私は先程体験した奇天烈極まりない出来事を全て橘様に申し上げました。橘様はにわかには信じ難いと仰いましたが、何しろ、松が無いのですから、松が。・・・松が一本」


男はそう言うとじっと俺を見詰めた。

そして指を空に向けると、つう・・と空に線を描いた。

こんな風に空を渡って行って・・・。こんな風に・・・。行ってしまった。松が・・。


暫し、空を見る。


視線を戻すと話を再開した。

「私は連絡を受けて迎えに来た妻の車に乗って帰りました」

「しばらくはゆっくりと休養しなさいと橘様は言ってくださいました・・・」


「それから半月も過ぎた頃、どうにも我慢が出来ずに、私はお暇を頂いて・・・旅に・・一か月ほど・・・」

禰宜はそう言うとまた、呆けた様に黙って宙を見た。


「大丈夫か?この男」

俺はこの男が心配になった。


男は首を振ると、また俺を見て言った。

「これで私の話は終わりです。最後まで聞いてくださって有難う御座いました。これから私は四国に参ります。四国の霊場などを廻る所存に御座います。全ては修行のため。・・・では行って参ります。
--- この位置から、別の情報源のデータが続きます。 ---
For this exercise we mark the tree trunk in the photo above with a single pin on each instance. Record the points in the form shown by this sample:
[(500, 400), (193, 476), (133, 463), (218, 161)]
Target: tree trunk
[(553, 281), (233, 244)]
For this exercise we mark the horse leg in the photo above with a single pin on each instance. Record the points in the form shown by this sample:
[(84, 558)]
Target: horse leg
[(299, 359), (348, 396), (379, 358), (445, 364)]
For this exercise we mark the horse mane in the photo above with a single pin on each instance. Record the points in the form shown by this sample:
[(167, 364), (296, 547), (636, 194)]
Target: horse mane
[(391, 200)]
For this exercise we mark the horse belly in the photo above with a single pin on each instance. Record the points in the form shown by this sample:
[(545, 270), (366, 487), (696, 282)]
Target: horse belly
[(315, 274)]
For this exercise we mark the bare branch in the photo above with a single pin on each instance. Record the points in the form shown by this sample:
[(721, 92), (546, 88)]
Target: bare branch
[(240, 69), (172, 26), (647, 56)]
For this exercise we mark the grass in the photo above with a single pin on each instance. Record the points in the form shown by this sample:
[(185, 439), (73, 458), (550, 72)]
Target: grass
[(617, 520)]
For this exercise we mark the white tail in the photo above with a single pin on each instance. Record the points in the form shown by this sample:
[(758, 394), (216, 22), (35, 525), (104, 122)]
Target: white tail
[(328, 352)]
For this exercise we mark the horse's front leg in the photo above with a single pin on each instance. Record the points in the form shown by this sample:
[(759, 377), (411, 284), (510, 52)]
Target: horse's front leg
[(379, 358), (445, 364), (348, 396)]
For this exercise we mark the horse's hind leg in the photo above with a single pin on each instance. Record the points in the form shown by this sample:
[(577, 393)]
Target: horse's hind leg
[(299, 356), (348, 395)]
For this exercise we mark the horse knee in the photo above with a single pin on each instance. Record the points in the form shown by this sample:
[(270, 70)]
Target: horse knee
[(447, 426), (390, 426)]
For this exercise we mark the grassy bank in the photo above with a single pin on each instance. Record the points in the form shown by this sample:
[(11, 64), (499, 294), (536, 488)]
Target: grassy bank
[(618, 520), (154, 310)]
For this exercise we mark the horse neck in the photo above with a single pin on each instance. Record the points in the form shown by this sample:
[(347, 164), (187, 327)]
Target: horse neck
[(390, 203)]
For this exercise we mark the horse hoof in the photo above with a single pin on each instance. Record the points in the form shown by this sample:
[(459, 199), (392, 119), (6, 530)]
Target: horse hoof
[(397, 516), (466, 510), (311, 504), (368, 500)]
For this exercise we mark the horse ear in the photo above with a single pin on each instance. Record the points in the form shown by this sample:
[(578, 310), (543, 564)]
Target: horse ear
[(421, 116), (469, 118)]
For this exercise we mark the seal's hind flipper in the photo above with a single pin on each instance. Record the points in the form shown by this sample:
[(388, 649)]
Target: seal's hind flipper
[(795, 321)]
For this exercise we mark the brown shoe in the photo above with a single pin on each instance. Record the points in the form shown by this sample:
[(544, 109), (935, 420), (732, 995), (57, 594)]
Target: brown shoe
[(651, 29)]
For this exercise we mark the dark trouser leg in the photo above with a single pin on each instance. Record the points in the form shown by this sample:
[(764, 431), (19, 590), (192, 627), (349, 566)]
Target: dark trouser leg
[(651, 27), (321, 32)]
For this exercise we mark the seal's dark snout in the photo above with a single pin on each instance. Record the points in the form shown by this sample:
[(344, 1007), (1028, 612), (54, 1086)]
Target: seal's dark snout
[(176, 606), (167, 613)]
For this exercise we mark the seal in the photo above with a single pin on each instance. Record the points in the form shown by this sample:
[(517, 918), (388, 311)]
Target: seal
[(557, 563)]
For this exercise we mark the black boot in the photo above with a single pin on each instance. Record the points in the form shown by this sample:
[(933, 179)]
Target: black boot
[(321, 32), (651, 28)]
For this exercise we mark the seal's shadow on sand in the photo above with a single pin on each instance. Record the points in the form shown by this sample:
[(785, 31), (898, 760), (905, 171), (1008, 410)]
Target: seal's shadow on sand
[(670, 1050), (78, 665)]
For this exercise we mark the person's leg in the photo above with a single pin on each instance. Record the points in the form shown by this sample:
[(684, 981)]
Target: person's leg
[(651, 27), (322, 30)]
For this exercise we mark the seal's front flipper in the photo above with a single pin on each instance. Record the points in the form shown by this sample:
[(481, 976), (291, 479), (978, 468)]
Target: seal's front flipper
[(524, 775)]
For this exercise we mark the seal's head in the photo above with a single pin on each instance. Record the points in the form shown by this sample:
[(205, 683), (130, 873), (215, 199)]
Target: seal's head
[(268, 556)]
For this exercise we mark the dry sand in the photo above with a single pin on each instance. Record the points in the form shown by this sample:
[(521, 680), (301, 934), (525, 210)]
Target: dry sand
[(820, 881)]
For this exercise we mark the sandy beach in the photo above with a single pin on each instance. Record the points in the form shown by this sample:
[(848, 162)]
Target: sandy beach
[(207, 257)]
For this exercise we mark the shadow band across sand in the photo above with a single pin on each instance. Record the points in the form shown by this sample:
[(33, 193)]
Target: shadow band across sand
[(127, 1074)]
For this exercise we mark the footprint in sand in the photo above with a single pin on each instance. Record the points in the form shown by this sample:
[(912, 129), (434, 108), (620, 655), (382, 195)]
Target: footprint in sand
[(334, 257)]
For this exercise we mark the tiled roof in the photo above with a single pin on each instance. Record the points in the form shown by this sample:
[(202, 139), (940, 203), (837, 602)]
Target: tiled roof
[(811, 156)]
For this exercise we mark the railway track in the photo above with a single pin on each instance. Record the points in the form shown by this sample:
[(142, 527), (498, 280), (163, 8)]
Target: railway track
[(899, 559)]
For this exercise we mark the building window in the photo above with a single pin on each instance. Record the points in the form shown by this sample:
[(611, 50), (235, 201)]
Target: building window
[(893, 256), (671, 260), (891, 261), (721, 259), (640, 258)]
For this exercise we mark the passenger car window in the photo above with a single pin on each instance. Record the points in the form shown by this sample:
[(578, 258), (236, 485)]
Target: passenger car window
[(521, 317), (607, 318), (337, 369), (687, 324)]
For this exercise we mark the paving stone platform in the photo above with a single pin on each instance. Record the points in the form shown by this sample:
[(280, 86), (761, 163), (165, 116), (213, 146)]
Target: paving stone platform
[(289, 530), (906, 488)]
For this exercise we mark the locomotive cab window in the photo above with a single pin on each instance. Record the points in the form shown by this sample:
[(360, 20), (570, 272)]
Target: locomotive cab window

くれぐれも無事にめぐり終えて、また○○神社に戻れますことを心からお願い申し上げます」

彼はそう言って立ち上がると、社の前でぱんぱんと柏手を打って祈りを捧げた。

彼は踵を返すとじっと俺を見詰めた。

そして呟いた。


なぜ、私はこの様な石作りの狐様の前で滔々と話をしているのだろう・・・。

まあ、だが、仕方が無い。

人には話すことが出来ぬのだから・・・。しかし、このお狐様。良いお顔をしてなさる。

まるで親しい人に打ち明け話をした様な、さっぱりとした気分になった事よ。

ああ。これは幸先が宜しい。

流石に『最強のパワースポット。誰も知らない日本の神社10選』に載る神社だけの事はあるな。


男はそう言って俺の頭をなでると社を後にした。